Zion National Park Accommodations, Hotels, Vacation Rentals & Lodging
August 8 – 9, 2016 – Stop 43 on Bucketlist RV Trip.
I was sorry to say goodbye to Zion National Park. It certainly was one of the my most favorite places I visited. I’d put it right up there with Yosemite and Yellowstone. It was somewhat crowded, but it was well managed. The shuttle service was excellent, the stops were well marked, it was easy to find your way around and the trails were well posted and in good shape – all you could ask for.
It was only about a 75 mile drive to Bryce Canyon National Park, again through the beautiful south Utah mountain, farm and ranch country.
Just outside the only entrance gate to the park is an area with a number of hotels, restaurants, etc. Basically, it all belongs to Ruby’s Inn which was established in 1909. They have everything from the Inn and a Best Western Hotel to a grocery store, ice cream store, restaurants, rodeo, RV campground – you name it. I got there about 4 pm and stayed at the RV campground – about a mile from the park’s visitor center.
The next day I took a shuttle bus to the Navajo Trail trailhead and went on a five plus mile hike that took me down along one section of the Navajo Trail, through a series of switchbacks and caves called ‘Wall Street”, into what is known as the Bryce Canyon Amphitheater.
From there a connecting trail took me to the Peekaboo Loop Trail that looped up and down the canyon for some three miles – with an ascent of about 1,600 feet – and reconnected with the Navajo Trail.

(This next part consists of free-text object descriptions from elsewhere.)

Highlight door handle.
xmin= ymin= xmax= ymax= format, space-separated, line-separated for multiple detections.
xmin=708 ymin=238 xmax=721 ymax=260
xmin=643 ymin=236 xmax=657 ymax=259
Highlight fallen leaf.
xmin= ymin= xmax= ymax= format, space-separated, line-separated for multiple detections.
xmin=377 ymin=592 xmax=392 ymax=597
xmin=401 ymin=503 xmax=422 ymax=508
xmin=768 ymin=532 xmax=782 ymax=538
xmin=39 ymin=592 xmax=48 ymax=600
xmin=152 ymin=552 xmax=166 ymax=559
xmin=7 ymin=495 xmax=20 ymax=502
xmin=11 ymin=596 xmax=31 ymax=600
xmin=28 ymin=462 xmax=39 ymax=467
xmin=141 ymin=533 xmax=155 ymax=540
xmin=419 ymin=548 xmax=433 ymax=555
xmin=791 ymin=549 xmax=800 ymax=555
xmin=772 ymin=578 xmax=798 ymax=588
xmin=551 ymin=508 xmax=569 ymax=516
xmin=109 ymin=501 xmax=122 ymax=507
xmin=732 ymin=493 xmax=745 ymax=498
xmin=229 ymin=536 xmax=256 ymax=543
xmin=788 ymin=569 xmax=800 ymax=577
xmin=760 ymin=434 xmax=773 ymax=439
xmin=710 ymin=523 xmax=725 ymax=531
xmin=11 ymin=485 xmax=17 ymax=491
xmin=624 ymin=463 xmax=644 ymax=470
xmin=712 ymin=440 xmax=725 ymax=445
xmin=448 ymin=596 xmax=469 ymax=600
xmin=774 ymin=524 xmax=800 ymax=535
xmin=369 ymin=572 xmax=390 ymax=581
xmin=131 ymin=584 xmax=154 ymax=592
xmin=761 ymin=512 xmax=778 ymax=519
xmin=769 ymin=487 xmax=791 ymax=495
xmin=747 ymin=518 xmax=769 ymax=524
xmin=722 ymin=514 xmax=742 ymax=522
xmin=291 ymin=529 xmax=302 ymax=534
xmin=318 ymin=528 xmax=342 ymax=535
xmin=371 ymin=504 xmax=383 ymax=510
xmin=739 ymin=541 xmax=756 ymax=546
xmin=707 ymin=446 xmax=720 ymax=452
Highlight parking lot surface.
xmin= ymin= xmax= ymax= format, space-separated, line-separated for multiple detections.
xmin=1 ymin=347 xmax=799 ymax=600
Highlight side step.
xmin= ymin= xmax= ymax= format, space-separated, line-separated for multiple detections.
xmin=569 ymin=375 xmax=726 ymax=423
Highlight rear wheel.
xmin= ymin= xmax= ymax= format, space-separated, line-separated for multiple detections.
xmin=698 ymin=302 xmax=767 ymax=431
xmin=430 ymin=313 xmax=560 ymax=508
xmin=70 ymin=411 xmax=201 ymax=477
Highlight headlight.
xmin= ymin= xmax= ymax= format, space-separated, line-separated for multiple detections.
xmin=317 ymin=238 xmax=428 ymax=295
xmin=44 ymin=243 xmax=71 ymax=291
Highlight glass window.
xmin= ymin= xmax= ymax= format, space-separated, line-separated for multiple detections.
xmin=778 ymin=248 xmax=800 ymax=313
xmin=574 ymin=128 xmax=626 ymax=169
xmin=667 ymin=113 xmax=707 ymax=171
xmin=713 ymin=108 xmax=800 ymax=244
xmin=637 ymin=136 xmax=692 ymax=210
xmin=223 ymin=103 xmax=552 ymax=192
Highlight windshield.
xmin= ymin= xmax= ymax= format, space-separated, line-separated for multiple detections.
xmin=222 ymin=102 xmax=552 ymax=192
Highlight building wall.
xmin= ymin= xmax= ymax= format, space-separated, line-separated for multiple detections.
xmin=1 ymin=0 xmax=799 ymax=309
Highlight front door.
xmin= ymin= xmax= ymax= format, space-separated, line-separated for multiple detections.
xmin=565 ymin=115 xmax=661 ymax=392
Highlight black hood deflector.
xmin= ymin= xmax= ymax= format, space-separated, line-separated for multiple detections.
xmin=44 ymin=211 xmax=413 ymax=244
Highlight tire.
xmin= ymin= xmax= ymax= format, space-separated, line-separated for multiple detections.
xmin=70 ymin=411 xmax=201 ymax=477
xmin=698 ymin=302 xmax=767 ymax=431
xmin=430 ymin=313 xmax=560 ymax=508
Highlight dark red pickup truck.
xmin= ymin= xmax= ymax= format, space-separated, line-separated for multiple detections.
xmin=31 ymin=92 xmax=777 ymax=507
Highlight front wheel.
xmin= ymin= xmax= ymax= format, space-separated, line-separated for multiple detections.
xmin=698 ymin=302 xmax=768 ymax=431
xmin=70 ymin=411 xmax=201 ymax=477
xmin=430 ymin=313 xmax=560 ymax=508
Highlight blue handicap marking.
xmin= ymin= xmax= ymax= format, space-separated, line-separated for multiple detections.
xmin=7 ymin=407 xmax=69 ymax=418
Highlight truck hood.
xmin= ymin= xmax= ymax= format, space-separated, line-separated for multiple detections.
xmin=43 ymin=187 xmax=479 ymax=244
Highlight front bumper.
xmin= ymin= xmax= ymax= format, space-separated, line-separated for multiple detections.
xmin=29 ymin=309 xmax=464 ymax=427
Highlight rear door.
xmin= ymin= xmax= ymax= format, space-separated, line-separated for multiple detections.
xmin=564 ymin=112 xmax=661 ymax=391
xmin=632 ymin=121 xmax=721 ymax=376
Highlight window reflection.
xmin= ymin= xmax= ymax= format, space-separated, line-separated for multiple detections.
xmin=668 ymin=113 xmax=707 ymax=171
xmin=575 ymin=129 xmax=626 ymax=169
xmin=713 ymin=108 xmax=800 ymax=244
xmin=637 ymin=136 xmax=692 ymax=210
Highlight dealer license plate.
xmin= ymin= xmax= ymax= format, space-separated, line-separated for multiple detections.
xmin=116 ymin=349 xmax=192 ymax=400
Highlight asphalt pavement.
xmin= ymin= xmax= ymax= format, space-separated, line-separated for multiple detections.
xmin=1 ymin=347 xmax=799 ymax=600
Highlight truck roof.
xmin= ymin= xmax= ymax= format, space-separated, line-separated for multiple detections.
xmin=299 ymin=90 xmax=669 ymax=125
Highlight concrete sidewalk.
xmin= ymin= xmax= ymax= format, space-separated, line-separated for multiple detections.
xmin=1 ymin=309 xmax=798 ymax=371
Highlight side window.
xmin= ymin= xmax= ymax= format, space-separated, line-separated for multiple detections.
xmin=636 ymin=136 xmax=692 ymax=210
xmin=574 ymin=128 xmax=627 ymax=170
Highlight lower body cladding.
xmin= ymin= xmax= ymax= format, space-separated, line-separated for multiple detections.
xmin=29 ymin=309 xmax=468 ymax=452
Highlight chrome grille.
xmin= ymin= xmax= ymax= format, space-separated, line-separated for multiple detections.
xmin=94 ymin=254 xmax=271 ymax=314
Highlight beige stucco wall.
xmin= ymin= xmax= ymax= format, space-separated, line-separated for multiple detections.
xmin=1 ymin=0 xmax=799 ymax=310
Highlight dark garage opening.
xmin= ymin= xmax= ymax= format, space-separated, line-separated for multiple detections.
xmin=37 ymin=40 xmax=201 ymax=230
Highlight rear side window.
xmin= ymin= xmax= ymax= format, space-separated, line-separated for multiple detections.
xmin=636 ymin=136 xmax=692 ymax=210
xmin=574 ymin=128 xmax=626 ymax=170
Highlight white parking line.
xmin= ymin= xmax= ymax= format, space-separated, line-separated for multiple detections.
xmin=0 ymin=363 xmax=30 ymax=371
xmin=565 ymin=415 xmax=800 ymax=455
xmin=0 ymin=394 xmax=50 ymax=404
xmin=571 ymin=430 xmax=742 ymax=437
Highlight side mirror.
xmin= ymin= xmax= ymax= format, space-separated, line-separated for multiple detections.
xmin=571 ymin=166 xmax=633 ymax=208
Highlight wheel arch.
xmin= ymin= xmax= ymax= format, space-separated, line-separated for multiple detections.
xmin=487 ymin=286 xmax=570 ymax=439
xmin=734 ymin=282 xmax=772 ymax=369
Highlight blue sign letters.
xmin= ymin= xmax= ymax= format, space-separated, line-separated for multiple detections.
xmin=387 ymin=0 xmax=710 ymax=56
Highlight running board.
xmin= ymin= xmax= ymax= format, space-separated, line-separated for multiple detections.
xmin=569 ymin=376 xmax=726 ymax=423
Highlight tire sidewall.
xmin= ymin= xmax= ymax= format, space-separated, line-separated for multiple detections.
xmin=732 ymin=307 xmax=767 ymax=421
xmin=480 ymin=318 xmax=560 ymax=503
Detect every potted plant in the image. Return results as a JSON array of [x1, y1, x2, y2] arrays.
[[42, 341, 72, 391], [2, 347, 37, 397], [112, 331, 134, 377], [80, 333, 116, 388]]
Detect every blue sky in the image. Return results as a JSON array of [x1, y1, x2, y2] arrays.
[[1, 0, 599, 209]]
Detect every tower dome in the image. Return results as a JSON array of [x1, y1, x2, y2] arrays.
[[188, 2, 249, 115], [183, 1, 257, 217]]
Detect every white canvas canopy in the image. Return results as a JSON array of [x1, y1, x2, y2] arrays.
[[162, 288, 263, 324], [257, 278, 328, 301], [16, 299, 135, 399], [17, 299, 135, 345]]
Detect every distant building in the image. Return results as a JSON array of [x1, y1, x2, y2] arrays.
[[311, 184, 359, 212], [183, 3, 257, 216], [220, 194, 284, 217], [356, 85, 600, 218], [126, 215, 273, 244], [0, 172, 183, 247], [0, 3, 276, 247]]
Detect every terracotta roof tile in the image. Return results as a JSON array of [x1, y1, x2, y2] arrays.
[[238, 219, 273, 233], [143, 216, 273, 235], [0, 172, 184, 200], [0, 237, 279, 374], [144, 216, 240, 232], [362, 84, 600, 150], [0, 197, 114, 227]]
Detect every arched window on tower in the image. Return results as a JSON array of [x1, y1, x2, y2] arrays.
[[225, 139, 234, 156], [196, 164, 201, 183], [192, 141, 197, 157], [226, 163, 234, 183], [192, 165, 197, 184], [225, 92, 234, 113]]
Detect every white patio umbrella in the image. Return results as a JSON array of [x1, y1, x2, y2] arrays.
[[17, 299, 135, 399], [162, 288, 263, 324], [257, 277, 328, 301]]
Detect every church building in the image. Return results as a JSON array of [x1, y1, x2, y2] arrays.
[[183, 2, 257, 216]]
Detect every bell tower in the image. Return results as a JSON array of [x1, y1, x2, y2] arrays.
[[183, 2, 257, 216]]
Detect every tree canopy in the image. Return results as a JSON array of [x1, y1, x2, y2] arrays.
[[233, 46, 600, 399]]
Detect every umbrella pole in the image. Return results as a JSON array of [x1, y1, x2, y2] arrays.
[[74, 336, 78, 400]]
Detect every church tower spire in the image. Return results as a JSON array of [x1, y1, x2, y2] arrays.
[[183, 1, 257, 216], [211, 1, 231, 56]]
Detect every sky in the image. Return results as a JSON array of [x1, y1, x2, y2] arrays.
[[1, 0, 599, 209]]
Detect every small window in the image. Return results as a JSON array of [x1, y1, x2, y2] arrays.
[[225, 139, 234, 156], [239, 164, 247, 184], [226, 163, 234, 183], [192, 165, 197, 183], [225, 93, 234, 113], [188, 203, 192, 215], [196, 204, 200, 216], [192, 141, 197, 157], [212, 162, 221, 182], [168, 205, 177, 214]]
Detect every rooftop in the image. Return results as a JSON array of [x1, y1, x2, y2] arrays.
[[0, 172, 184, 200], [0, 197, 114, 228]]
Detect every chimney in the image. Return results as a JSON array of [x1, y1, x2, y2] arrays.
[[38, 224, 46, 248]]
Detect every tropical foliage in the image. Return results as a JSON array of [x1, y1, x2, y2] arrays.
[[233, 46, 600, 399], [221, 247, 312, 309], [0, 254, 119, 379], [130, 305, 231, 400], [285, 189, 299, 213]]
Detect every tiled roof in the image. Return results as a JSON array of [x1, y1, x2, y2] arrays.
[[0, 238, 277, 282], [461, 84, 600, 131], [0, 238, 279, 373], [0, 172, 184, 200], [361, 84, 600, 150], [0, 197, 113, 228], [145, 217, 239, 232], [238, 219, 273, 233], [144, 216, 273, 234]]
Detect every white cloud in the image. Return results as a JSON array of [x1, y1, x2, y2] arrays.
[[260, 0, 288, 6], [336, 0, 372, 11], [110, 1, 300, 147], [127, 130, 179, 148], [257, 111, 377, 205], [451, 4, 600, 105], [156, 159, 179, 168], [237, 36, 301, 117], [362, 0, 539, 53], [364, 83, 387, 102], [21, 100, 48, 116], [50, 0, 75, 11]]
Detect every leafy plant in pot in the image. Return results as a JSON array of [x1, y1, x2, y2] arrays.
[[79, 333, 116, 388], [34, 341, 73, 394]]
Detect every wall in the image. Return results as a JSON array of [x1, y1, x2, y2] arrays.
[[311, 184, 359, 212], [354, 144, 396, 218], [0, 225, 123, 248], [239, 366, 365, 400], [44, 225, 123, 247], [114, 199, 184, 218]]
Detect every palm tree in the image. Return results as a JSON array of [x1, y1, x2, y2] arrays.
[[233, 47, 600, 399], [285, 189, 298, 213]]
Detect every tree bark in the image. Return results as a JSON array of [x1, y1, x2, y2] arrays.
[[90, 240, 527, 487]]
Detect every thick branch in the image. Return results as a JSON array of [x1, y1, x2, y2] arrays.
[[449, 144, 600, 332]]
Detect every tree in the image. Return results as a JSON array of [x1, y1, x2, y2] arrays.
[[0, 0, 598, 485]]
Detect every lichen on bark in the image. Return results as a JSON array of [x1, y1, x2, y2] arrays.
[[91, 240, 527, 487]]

As you can see from the video, Bryce is a unique, colorful and awe inspiring place. The other thing you’ll see is how clear the air is. Unlike Zion, which was hazy, Bryce was remarkably clear. And, it was relatively cool. The temperatures during my hike were in the mid 80s and there was always a cool breeze – perfect weather for a hike.
That night I attended a lecture on the solar system give by a park ranger in one of the park’s amphitheaters. Bryce happens to be one of the darkest spots in the continental US, so at night the sky is just lit up brighter than I had ever seen. After the lecture, in an open field behind the visitor center the park service had set up a number of telescopes, each aimed at a different planet or the moon. On one of the telescopes I could clearly see the rings of Saturn and one of its moons. With the naked eye it was also easy to see orbiting space satellites passing slowly overhead.